From the renowned postwar artist to a sculpture depicting the bankside art museum up in flames

Eduardo Paolozzi: Real Gold, from the Bunk! portfolio (1972).
Eduardo Paolozzi: Real Gold, from the Bunk! portfolio (1972). Photograph: © Trustees of the Paolozzi Foundation, licensed by DACS

1 Eduardo Paolozzi

In Britain after the second world war, life was grey and consumer products that were routine in the US looked like science fiction dreams. Paolozzi’s early collages of kitchen gadgets and household modernity were utopian fantasies of tomorrow and founding classics of pop art. He participated in the Whitechapel’s famous exhibition This Is Tomorrow in 1956 and that gallery pays homage now to work that encompassed everything from tiled tube station murals to robotic bronze statues. Paolozzi left Britain a more modern place.
Whitechapel Gallery, E1, to 14 May

2 Bruegel: Defining A Dynasty

The sons of Pieter Bruegel the Elder were estimable painters but can they be compared with their dad? Pieter the Younger, at the centre of this show, produced inferior versions of his father’s works while brother Jan created his own style of flower paintings and natural scenes. Neither is anything like as exciting as the Bruegel who created The Hunters In The Snow and The Triumph Of Death, among other icons of imagination and human sympathy.
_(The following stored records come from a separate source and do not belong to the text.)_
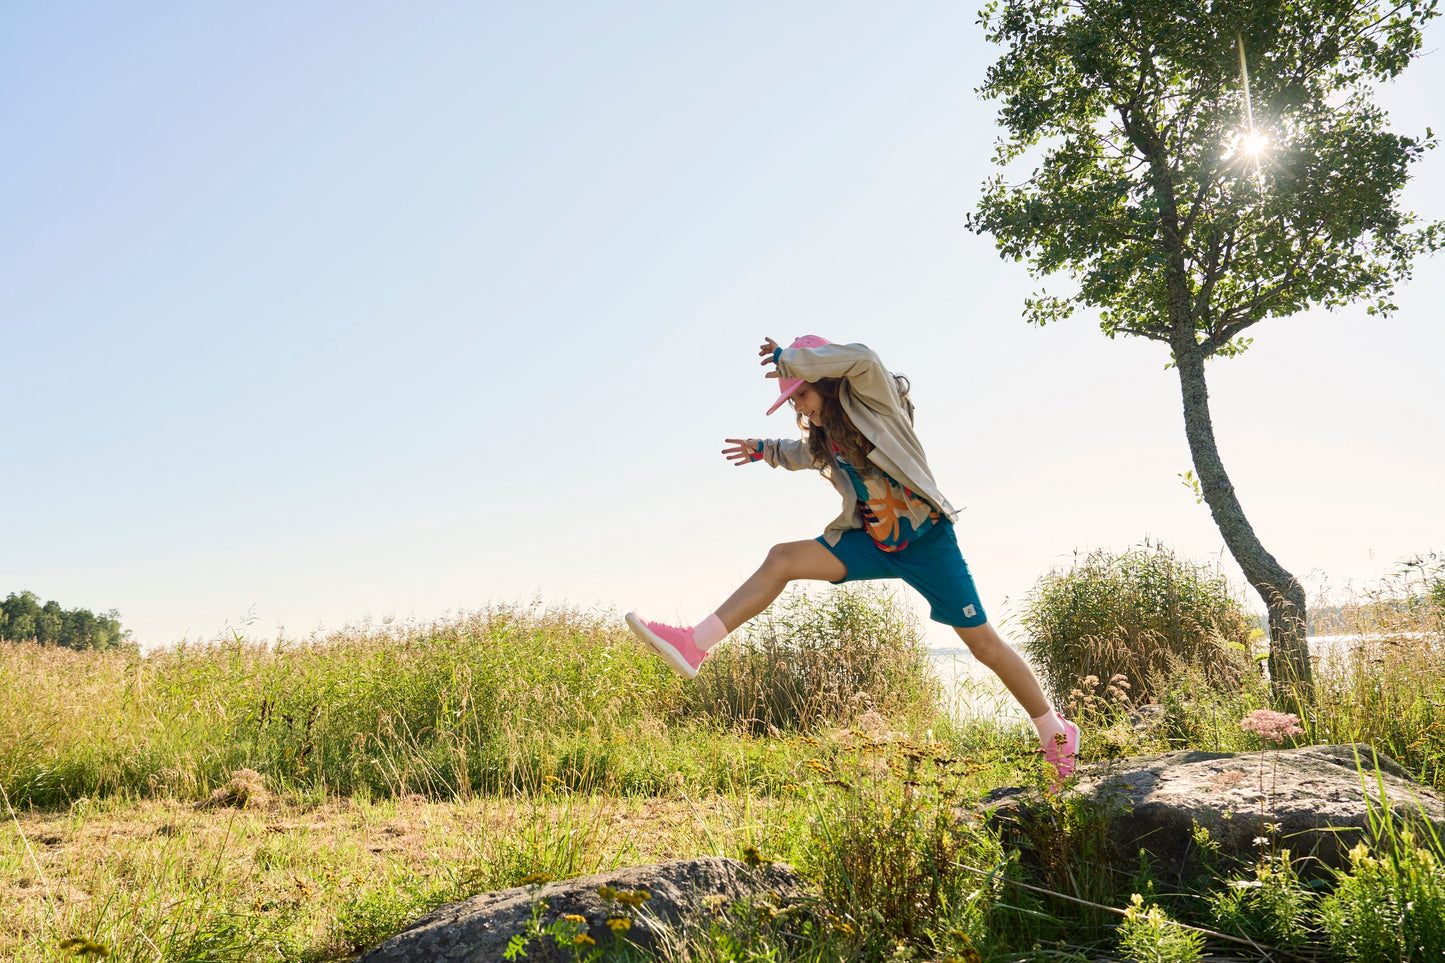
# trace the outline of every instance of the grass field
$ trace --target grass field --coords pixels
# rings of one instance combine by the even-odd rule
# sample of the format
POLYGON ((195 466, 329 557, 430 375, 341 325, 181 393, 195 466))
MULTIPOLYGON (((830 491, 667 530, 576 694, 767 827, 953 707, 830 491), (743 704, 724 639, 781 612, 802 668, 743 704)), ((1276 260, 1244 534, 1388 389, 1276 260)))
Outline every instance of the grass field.
MULTIPOLYGON (((1438 614, 1372 604, 1344 609, 1368 631, 1320 666, 1300 741, 1368 742, 1439 787, 1438 614)), ((1216 690, 1200 667, 1170 671, 1163 726, 1131 726, 1117 700, 1075 706, 1086 753, 1260 748, 1238 723, 1266 704, 1263 680, 1216 690)), ((967 818, 991 788, 1042 784, 1031 728, 951 704, 911 616, 868 592, 786 596, 693 683, 612 614, 516 608, 144 657, 0 643, 0 678, 0 959, 341 960, 537 873, 749 848, 822 902, 786 932, 690 934, 677 958, 1186 960, 1170 919, 1287 935, 1285 906, 1310 920, 1296 952, 1348 959, 1366 918, 1322 916, 1288 866, 1267 885, 1269 867, 1248 868, 1248 892, 1282 894, 1268 911, 1226 905, 1246 891, 1228 880, 1159 893, 1094 871, 1097 820, 1067 797, 1040 875, 967 818), (1127 917, 1074 902, 1129 912, 1134 893, 1148 906, 1127 917)), ((1431 845, 1389 857, 1425 886, 1419 919, 1431 845)), ((1396 879, 1382 873, 1338 891, 1364 905, 1396 879)))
This exhibition explores the curious longevity of the dynasty.
The Holburne Museum, Bath, to 4 June

3 Degas To Picasso

Modern art was born in France between the 1848 revolution and the first world war. It starts with the colour-drugged sensuality of Delacroix and culminates in the philosophical eviscerations of cubism. Why France? Partly, the experience of a revolution that encouraged artists to see themselves as “bohemian”; partly a tradition of visual art going back to Louis XIV that had always embraced intelligence and abstraction. This exhibition shows the spectacular results in works by Manet, Renoir, Chagall and more.
Ashmolean Museum, Oxford, to 7 May

4 Nathan Coley

Scottish artist Coley imagines the destruction of a celebrated cultural monuments in his latest work. Tate Modern On Fire is a sculpture of the Bankside art museum in flames. Is this a nightmare? A threat? It is an uneasy image, that’s for sure, and a provocative way for Coley to continue his exploration of architecture, art and the public good.
Parafin Gallery, W1, to 18 March

5 Sidney Nolan In Britain

Nolan was Australia’s greatest modern artist and this exhibition sees him from a British point of view. He came here in the 1950s after he was “discovered” by Kenneth Clark and stayed until his death. Fine, but is there some rule now that every artist has to be claimed as a Brit? Will we soon get Matisse: The Torquay Years?